I am certain I am not the only one who is fed up with politicians. Should you ask my friends, they’ll tell you that I never talk about politics. I never criticize or praise politicians. I talk about life, about life issues, but always being respectful of other people’s attitudes. I don’t like radical people. I don’t want them around me. I know that some of you might think knowing about politics is a necessity. I don’t disagree. However, getting into heated arguments with people who have a different point of view is, in my opinion, a waste of time and frustrating. So, I don’t do it. And, in this frame of mind, I will approach this lesson about Politics.
Warm-up. Whole class
- What’s the first thing that pops into your mind when you hear the word POLITICIAN?
- What is the minimum voting age in your country? Should it be higher or lower? See: Voting age around the world
- What are the main political parties in your country? Who is the most controversial politician? useful vocabulary here.
Working on Vocabulary: Adjectives
- On the board, write three headings: positive, negative and neutral and ask students to do the same in their notebooks. Tell them you are going to dictate a list of adjectives and qualities that can be applied to politicians.
- Start calling out adjectives and ask them to place them under one of the columns. You might need to spell some of them, or alternatively write them down on the board. It is a good opportunity to drill pronunciation and clarify/teach meanings.
- Do the exercise on the board.

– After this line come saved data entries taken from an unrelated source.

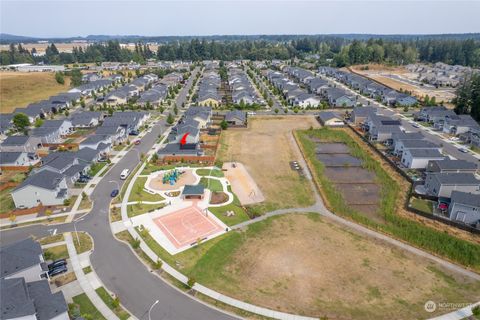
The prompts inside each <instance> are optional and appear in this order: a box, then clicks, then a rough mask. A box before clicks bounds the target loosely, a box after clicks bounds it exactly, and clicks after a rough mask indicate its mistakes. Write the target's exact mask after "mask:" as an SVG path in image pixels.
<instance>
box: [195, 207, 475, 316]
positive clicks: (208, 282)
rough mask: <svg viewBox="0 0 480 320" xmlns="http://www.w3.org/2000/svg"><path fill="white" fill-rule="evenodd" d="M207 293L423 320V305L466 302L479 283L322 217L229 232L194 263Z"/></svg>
mask: <svg viewBox="0 0 480 320" xmlns="http://www.w3.org/2000/svg"><path fill="white" fill-rule="evenodd" d="M197 265H198V267H197V268H195V269H194V273H193V276H194V277H195V278H196V280H197V281H198V282H199V283H201V284H203V285H205V286H208V287H209V288H212V289H214V290H217V291H219V292H221V293H224V294H226V295H229V296H231V297H232V298H236V299H240V300H242V301H245V302H249V303H254V304H255V305H258V306H261V307H266V308H271V309H274V310H278V311H283V312H288V313H294V314H301V315H306V316H311V317H316V318H323V317H325V318H328V319H358V320H370V319H379V320H382V319H385V320H387V319H398V320H402V319H425V318H431V317H435V316H438V315H440V314H443V313H447V312H448V310H444V309H443V310H438V308H437V310H436V311H435V312H434V313H427V312H426V311H425V309H424V305H425V302H427V301H428V300H432V301H436V302H437V303H438V302H443V301H448V302H452V303H460V302H466V303H472V302H476V301H478V300H479V299H480V282H478V281H477V282H475V281H474V280H470V279H467V278H464V277H462V276H460V275H458V274H455V273H452V272H450V271H448V270H446V269H443V268H442V267H441V266H440V265H437V264H436V263H434V262H432V261H429V260H426V259H424V258H422V257H419V256H417V255H414V254H411V253H409V252H405V251H403V250H401V249H399V248H397V247H392V246H390V245H388V244H386V243H384V242H382V241H379V240H375V239H372V238H370V237H367V236H365V235H363V234H359V233H356V232H355V231H352V230H351V229H348V228H346V227H344V226H343V225H340V224H337V223H336V222H334V221H332V220H330V219H328V218H326V217H321V216H320V215H318V214H314V213H312V214H308V215H304V214H295V215H284V216H278V217H274V218H269V219H267V220H265V221H261V222H257V223H255V224H253V225H251V226H250V227H249V228H248V229H247V230H242V231H234V232H230V233H229V234H227V237H226V238H225V239H223V240H221V241H220V242H218V243H217V244H216V245H215V246H213V247H212V248H211V249H210V250H209V251H207V253H206V254H205V255H204V256H203V257H202V258H201V259H200V261H199V262H198V263H197Z"/></svg>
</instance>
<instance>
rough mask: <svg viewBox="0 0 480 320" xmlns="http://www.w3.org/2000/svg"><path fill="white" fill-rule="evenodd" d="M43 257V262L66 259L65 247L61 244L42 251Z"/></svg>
mask: <svg viewBox="0 0 480 320" xmlns="http://www.w3.org/2000/svg"><path fill="white" fill-rule="evenodd" d="M43 256H44V257H45V260H57V259H68V249H67V245H65V244H62V245H59V246H55V247H51V248H48V249H45V250H43Z"/></svg>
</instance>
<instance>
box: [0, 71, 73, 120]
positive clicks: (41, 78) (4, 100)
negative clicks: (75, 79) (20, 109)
mask: <svg viewBox="0 0 480 320" xmlns="http://www.w3.org/2000/svg"><path fill="white" fill-rule="evenodd" d="M0 83H1V84H2V85H1V86H0V101H2V103H1V104H0V105H1V108H0V112H1V113H8V112H11V111H13V109H14V108H17V107H25V106H27V105H28V104H30V103H33V102H37V101H39V100H43V99H47V98H49V97H50V96H53V95H55V94H58V93H60V92H65V91H68V89H69V85H70V79H69V78H67V77H65V84H64V85H61V84H58V83H57V82H56V81H55V74H54V73H52V72H0Z"/></svg>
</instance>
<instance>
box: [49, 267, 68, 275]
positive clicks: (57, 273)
mask: <svg viewBox="0 0 480 320" xmlns="http://www.w3.org/2000/svg"><path fill="white" fill-rule="evenodd" d="M67 271H68V268H67V265H63V266H60V267H57V268H54V269H52V270H49V271H48V276H49V277H55V276H58V275H59V274H62V273H65V272H67Z"/></svg>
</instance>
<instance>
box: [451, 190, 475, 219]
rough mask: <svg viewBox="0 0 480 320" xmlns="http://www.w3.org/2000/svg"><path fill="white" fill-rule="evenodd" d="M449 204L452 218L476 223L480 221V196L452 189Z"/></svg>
mask: <svg viewBox="0 0 480 320" xmlns="http://www.w3.org/2000/svg"><path fill="white" fill-rule="evenodd" d="M450 200H451V201H450V205H449V206H448V217H449V218H450V219H451V220H456V221H461V222H463V223H466V224H473V225H476V224H477V223H478V222H479V221H480V196H479V195H478V194H471V193H466V192H460V191H452V195H451V197H450Z"/></svg>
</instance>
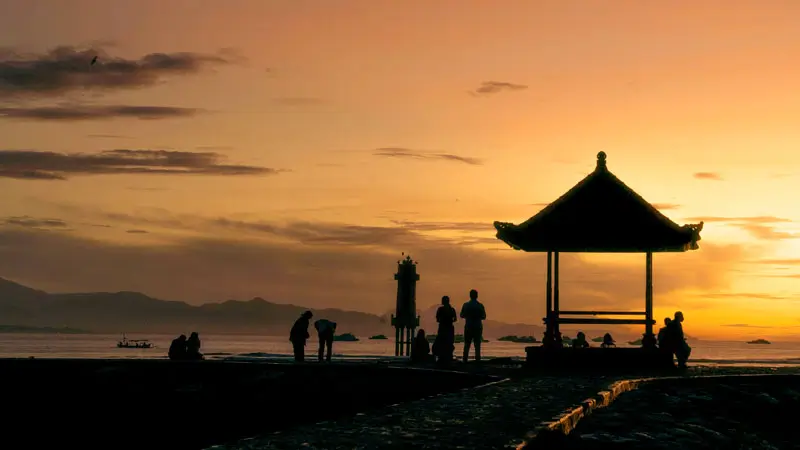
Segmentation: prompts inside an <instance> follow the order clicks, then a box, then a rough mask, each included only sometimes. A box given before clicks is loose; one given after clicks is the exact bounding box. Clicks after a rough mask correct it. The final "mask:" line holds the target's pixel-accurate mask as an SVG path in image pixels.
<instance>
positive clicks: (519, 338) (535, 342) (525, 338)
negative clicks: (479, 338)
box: [498, 336, 539, 344]
mask: <svg viewBox="0 0 800 450" xmlns="http://www.w3.org/2000/svg"><path fill="white" fill-rule="evenodd" d="M498 341H503V342H516V343H520V344H535V343H537V342H539V341H537V340H536V338H535V337H533V336H503V337H501V338H500V339H498Z"/></svg>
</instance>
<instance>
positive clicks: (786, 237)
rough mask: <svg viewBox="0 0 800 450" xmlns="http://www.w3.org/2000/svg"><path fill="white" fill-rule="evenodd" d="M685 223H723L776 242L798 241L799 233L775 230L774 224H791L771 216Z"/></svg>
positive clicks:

There might be slight disagreements and that is just fine.
Focusing on Listening: How the US and the UK election works
This listening exercise has different parts
- Students are divided into pairs. Student A listens to How the US election works and Student B to How the UK election works. In my case, I have set it as homework but you can do it in class, asking students to bring some earbuds.
- As students listen, ask them to write down any words/expressions related to the topic. Ask them to look them up and practise their pronunciation as they might be asked to explain some terms to the class.
- Using Mentimeter, ask them to write the words they jotted down from the video. Once the cloud is formed, point to one word and ask them to explain it.
- Pair up A and B and ask them to report their findings.
Student A. How the US election works
Student B: The voting system in the Uk
Follow up: Cloze with a twist.
Give students the transcript for both videos. Tell them you have deleted some words from the transcript. They will have to listen very attentively as there are no empty spaces showing there is a missing word. Ask them to compare in pairs before correcting the exercise. You will find the exercise in the PDF.
Working on Vocabulary
Have a look at how these verbs collocate
- Boost the economy
- Harm/benefit someone or an organization
- Put a strain on the finances of a country/area
- Exacerbate a problem
- Undermine the morale of citizens
- Create divisions
- Lead to tensions
- Cut taxes
- Extend working hours
- Increase public spending
- Abolish unemployment benefits
- Allow a vote on independence
- Increase penalties for…
- Damage the economy
- Resolve existing social problems
- Rise of income inequality
- Reform the education system
- Solve social problems
- Ensure prosperity
- Hold an election
- Rig the election
- Stand for election
Other words you might want to know: floating voters. popularity ratings, a right-winger, a left-winger, a polling station, a running mate, a high turnout, voting booth, ballot card
Before each section, ask students to call out 6 words or expressions they have learned in this unit. Divide the class into As and Bs and assign As three words and Bs three words. Display the first section and ask them to take in turns to answer the questions trying to use the vocabulary on the board
Speaking and writing using Flipgrid
I have been dying to use Flipgris’s new update. “And what is it that has you so excited?” -you might be wondering. Well, it is the possibility of responding to a video in a written form. Imagine the possibilities, imagine the potential it has for language teaching.